My Story:

Sher Ling

From Wellington

Living with APDS2 – Sher Ling Chong, Wellington PID Patient

Sher Ling is eighteen, and getting on with life and PID, hallelujah! She has, like a number of PID patients in New Zealand, an extremely rare disorder – APDS2 (Activated PI3K Delta Syndrome 2), and she’s currently the only person in New Zealand diagnosed with it. Basically, it is a gain-of-function mutation affecting the P1K3R1 (for APDS2) gene, and, like about two-thirds of the 40-odd patients internationally known at the moment to have the condition, hers is a ‘de novo’ mutation (in other words, not inherited, and unique to her – so, just her ‘good’ fortune).

Ling was born on 9/9/99, an auspicious day for the Chinese and an ironic one for us – the number 9 symbolising long life and good health! Right from the beginning she was small, but apart from ‘thunder thighs’ (hilarious in such a tiny child) and a forehead that came quite a way forward of her face, she started life fairly normally.

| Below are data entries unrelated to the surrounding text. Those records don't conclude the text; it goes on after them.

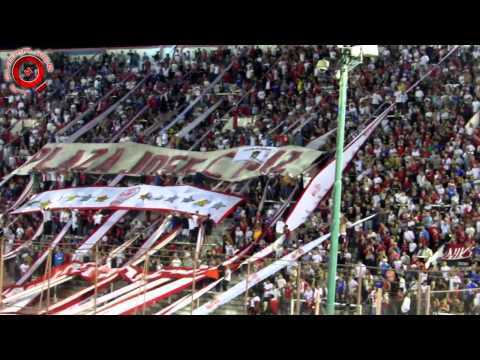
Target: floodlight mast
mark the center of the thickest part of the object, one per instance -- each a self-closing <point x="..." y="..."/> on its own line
<point x="349" y="59"/>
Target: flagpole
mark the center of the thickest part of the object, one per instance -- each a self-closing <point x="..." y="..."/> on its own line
<point x="49" y="267"/>
<point x="337" y="195"/>
<point x="96" y="280"/>
<point x="145" y="270"/>
<point x="2" y="242"/>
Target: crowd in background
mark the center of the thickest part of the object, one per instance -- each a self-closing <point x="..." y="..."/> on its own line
<point x="418" y="172"/>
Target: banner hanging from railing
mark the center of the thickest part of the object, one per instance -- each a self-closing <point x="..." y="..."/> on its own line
<point x="140" y="159"/>
<point x="184" y="199"/>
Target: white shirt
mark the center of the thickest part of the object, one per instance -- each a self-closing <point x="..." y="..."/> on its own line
<point x="97" y="218"/>
<point x="47" y="215"/>
<point x="64" y="216"/>
<point x="406" y="304"/>
<point x="176" y="262"/>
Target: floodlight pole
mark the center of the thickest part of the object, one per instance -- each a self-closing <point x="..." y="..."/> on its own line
<point x="337" y="191"/>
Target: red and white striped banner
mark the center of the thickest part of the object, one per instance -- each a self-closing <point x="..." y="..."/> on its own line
<point x="97" y="235"/>
<point x="44" y="255"/>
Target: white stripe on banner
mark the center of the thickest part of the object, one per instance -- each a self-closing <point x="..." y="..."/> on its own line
<point x="43" y="257"/>
<point x="186" y="300"/>
<point x="262" y="274"/>
<point x="318" y="187"/>
<point x="129" y="306"/>
<point x="77" y="297"/>
<point x="153" y="238"/>
<point x="321" y="184"/>
<point x="170" y="237"/>
<point x="192" y="125"/>
<point x="97" y="235"/>
<point x="87" y="306"/>
<point x="182" y="198"/>
<point x="133" y="294"/>
<point x="321" y="140"/>
<point x="15" y="308"/>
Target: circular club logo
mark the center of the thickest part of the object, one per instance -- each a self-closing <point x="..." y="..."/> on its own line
<point x="27" y="69"/>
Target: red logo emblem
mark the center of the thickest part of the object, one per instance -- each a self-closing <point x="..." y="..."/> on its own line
<point x="27" y="69"/>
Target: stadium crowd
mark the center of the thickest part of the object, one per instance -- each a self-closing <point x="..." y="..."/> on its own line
<point x="418" y="172"/>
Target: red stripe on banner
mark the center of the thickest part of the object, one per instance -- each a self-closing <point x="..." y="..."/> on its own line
<point x="80" y="296"/>
<point x="160" y="297"/>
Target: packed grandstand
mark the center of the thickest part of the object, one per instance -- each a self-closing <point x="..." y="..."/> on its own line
<point x="197" y="180"/>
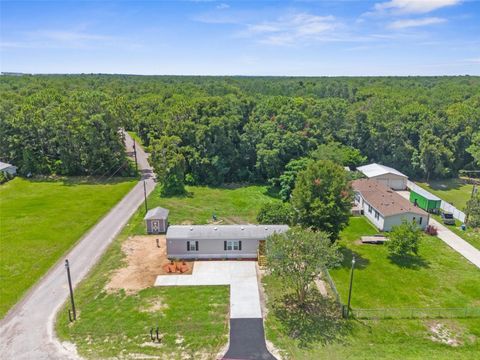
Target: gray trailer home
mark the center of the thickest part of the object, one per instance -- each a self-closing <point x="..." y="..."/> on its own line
<point x="218" y="241"/>
<point x="156" y="220"/>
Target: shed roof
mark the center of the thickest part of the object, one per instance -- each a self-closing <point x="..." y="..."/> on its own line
<point x="156" y="213"/>
<point x="375" y="169"/>
<point x="223" y="232"/>
<point x="427" y="195"/>
<point x="5" y="165"/>
<point x="386" y="201"/>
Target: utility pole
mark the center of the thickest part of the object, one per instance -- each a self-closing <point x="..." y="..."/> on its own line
<point x="351" y="283"/>
<point x="135" y="153"/>
<point x="145" y="195"/>
<point x="474" y="191"/>
<point x="67" y="266"/>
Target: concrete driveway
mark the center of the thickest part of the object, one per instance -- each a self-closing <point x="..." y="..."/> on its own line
<point x="241" y="276"/>
<point x="451" y="239"/>
<point x="247" y="335"/>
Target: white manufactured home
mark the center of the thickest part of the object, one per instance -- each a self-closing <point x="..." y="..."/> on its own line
<point x="392" y="178"/>
<point x="384" y="207"/>
<point x="218" y="241"/>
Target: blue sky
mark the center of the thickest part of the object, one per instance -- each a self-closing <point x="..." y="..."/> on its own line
<point x="382" y="37"/>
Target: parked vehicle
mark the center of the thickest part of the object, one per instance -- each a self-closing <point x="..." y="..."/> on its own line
<point x="448" y="218"/>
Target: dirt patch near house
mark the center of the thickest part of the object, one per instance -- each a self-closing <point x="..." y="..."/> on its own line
<point x="441" y="333"/>
<point x="144" y="262"/>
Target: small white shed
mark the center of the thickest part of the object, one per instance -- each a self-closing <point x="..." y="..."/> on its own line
<point x="156" y="220"/>
<point x="388" y="176"/>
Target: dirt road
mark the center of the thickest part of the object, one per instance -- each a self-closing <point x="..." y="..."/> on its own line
<point x="27" y="330"/>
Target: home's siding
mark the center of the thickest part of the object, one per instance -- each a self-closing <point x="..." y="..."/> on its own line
<point x="386" y="224"/>
<point x="393" y="181"/>
<point x="211" y="249"/>
<point x="371" y="216"/>
<point x="393" y="220"/>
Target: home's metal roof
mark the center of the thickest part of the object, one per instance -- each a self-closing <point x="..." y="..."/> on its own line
<point x="223" y="232"/>
<point x="386" y="201"/>
<point x="375" y="169"/>
<point x="156" y="213"/>
<point x="427" y="195"/>
<point x="5" y="165"/>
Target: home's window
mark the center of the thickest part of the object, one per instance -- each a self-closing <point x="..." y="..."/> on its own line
<point x="233" y="245"/>
<point x="192" y="245"/>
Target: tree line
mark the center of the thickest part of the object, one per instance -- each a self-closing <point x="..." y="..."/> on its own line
<point x="215" y="130"/>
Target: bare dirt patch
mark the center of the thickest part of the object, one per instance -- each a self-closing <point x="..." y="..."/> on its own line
<point x="144" y="262"/>
<point x="441" y="333"/>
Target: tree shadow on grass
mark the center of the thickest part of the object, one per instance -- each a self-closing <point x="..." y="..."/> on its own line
<point x="360" y="262"/>
<point x="317" y="321"/>
<point x="409" y="262"/>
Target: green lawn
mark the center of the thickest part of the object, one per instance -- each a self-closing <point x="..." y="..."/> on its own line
<point x="384" y="282"/>
<point x="193" y="320"/>
<point x="440" y="278"/>
<point x="41" y="220"/>
<point x="470" y="235"/>
<point x="452" y="191"/>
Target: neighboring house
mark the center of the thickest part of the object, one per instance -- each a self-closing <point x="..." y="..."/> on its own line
<point x="425" y="200"/>
<point x="156" y="220"/>
<point x="8" y="168"/>
<point x="218" y="241"/>
<point x="384" y="207"/>
<point x="386" y="175"/>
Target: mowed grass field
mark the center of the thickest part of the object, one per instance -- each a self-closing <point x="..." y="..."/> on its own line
<point x="41" y="220"/>
<point x="440" y="277"/>
<point x="382" y="281"/>
<point x="452" y="191"/>
<point x="193" y="321"/>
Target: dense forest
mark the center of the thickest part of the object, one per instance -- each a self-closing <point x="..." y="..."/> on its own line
<point x="215" y="130"/>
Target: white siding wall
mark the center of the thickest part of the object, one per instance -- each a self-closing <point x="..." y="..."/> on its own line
<point x="393" y="220"/>
<point x="371" y="215"/>
<point x="386" y="224"/>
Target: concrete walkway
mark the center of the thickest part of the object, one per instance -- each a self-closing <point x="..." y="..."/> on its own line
<point x="27" y="330"/>
<point x="247" y="335"/>
<point x="453" y="240"/>
<point x="457" y="243"/>
<point x="241" y="276"/>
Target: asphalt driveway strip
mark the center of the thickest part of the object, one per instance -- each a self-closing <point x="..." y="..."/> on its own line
<point x="247" y="340"/>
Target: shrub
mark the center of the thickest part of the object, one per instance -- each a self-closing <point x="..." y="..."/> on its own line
<point x="404" y="239"/>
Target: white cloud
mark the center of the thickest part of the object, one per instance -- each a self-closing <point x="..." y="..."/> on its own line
<point x="408" y="23"/>
<point x="413" y="6"/>
<point x="288" y="30"/>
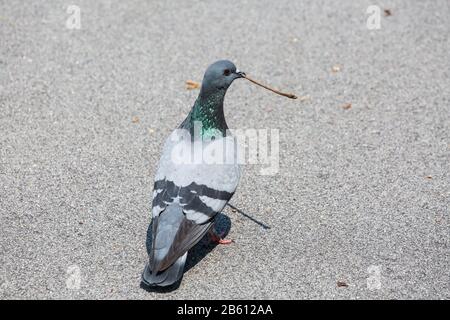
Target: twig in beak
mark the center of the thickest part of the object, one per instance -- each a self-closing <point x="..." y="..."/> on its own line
<point x="289" y="95"/>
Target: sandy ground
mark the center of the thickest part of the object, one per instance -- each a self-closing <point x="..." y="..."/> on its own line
<point x="362" y="194"/>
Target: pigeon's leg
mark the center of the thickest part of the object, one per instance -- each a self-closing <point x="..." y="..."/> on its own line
<point x="218" y="238"/>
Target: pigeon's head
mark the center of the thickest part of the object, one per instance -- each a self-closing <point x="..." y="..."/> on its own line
<point x="219" y="76"/>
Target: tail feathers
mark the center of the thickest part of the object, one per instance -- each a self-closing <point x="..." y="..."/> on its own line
<point x="166" y="277"/>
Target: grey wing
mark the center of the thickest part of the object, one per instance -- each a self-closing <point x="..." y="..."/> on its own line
<point x="181" y="217"/>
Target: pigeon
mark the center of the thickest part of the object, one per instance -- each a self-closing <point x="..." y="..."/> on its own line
<point x="197" y="175"/>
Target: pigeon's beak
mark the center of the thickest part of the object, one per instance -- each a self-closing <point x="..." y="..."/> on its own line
<point x="241" y="74"/>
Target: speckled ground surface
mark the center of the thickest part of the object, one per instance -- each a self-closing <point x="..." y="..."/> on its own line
<point x="362" y="195"/>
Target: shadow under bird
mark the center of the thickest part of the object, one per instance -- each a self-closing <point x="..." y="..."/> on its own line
<point x="188" y="194"/>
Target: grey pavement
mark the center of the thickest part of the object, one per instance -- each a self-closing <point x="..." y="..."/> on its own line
<point x="362" y="197"/>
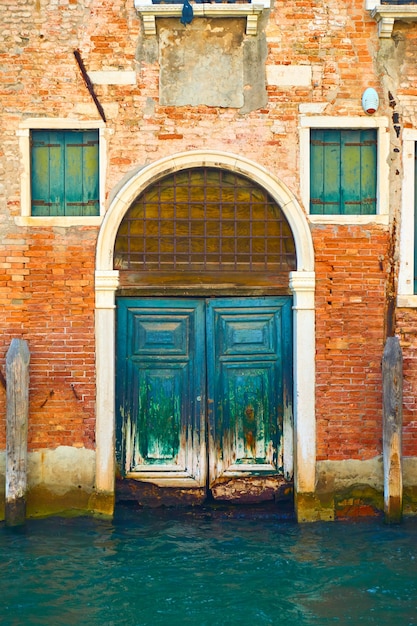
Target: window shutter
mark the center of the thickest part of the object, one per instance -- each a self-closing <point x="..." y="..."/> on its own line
<point x="65" y="173"/>
<point x="81" y="173"/>
<point x="343" y="172"/>
<point x="47" y="173"/>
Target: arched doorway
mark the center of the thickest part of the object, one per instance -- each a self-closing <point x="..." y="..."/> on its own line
<point x="267" y="287"/>
<point x="204" y="381"/>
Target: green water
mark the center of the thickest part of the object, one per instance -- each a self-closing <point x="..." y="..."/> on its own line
<point x="157" y="568"/>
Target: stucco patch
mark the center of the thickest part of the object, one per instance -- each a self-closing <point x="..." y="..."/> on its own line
<point x="202" y="64"/>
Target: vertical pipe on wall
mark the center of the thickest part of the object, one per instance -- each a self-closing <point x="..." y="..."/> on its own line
<point x="392" y="382"/>
<point x="17" y="411"/>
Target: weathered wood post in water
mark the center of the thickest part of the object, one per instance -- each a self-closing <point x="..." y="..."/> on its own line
<point x="392" y="385"/>
<point x="17" y="379"/>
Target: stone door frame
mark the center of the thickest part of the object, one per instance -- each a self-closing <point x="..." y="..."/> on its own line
<point x="302" y="285"/>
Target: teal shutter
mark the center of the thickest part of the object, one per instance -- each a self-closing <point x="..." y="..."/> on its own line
<point x="48" y="173"/>
<point x="65" y="173"/>
<point x="343" y="169"/>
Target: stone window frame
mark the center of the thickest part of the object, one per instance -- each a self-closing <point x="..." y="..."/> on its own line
<point x="387" y="14"/>
<point x="250" y="10"/>
<point x="381" y="124"/>
<point x="406" y="296"/>
<point x="24" y="134"/>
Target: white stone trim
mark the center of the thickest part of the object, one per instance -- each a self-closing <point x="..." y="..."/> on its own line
<point x="150" y="11"/>
<point x="306" y="123"/>
<point x="113" y="77"/>
<point x="46" y="123"/>
<point x="406" y="297"/>
<point x="386" y="15"/>
<point x="302" y="284"/>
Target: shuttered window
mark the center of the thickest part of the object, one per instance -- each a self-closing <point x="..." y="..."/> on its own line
<point x="343" y="172"/>
<point x="65" y="173"/>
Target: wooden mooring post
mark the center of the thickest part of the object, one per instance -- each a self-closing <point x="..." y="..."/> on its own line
<point x="17" y="411"/>
<point x="392" y="385"/>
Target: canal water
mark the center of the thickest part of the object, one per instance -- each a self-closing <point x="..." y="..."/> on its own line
<point x="178" y="568"/>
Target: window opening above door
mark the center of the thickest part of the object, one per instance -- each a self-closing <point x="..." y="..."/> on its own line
<point x="205" y="221"/>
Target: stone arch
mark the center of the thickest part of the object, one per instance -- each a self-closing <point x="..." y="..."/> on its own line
<point x="302" y="284"/>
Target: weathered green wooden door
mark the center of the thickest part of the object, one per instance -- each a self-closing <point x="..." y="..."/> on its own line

Though she refused much in the way of solids until she was eleven months, Lingy was relatively healthy until she stopped breastfeeding, and then it was pretty much infection after infection from then on. We all have little things we’re grateful for, I’m sure – one of ours is that as a Eurasian whose grandmother was visiting from Malaysia, she got the TB vaccination at a week old, while she still had my immune system. We dread to think what might have happened had she gotten that one as an older child.

Lingy’s temperatures regularly got over forty, and it is surprising to me now that she was never sent to hospital for observation. Until we got a new GP when she was three, we got into a regular pattern of going to see the GP during the day, getting told she had a virus, and then having to go to After Hours at night for antibiotics. This was every three weeks to a month, until she turned four, when it upped to every fortnight. Our doctor was so much part of Lingy’s social life that she would cry if we passed the surgery without seeing him!

There were some advantages to having a sickly child in the house, at least as far as her older brother was concerned. He loved to play a game where he would hide behind doors and call out to her, and then giggle as she crawled right past looking for him. Even with the obvious hearing issues, it still took until we got our lovely new GP for her hearing to be seen to, and the ENT doctor she was referred to would eventually see her sent for the testing that uncovered PID.

She was intellectually normal but slow to develop physically. Other mums would marvel at how well my four-month-old could crawl (fun, because she was about eleven months at the time). Fortunately, she was very light, as she didn’t finally walk till she was eighteen months, a month after her little sister came along. Little sister outstripped her height-wise when the girls were two and three, and even now it is interesting sending them out together – Feng still gets expected to pay, and to verify that her ‘little’ sister is old enough to do whatever it is they’re off to do.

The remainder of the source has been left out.